# Web based IPv4/IPv6 address management



## sv01 (Feb 17, 2014)

http://www.gestioip.net/



> GestióIP is an automated, Web based *IPv4/IPv6 address management (IPAM) software*. It features powerful network discovery functions and offers search and filter functions for both networks and host, permitting Internet Search Engine equivalent expressions. This lets you find the information that administrators frequently need easily and quickly. GestióIP also incorporates an automated VLAN management system.

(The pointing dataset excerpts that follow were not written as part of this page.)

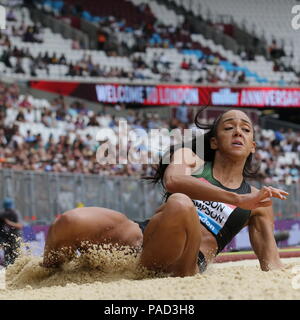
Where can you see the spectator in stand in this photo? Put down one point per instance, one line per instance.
(184, 65)
(19, 67)
(101, 40)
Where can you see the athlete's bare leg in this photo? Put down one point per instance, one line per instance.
(172, 238)
(92, 224)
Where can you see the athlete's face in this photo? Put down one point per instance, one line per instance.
(234, 135)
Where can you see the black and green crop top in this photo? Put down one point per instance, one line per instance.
(223, 220)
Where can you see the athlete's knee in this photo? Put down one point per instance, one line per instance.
(180, 203)
(66, 219)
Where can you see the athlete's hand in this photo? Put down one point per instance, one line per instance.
(261, 198)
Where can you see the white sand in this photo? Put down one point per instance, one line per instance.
(117, 276)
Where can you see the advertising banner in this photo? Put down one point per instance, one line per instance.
(174, 95)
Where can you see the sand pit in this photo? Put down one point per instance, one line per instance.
(119, 277)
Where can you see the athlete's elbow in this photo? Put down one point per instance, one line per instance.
(171, 184)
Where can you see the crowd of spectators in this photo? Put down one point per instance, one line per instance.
(75, 149)
(146, 35)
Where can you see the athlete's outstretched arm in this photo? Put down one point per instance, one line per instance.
(261, 233)
(178, 179)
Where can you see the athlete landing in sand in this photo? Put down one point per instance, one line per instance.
(208, 203)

maybe some of us need such tools


----------



## bauhaus (Feb 17, 2014)

Thank you for the finding.


----------



## blergh (Feb 17, 2014)

Seems pretty convenient, spanx


----------



## notFound (Feb 17, 2014)

Me gusta, mucho gracias.


----------



## Virtovo (Feb 17, 2014)

sv01 said:


> http://www.gestioip.net/
> 
> maybe some of us need such tools


I've used it before.  It's good.  I think William at Edis recommends it also.


----------



## CraigA (Feb 19, 2014)

Great find. Thanks for sharing!


----------



## Everyday (Mar 27, 2014)

Nice find. Always looking for something that does this and is not integrated with something else. We used ubersmith for years and their IP management was great but if thats all you want its not worth getting.


----------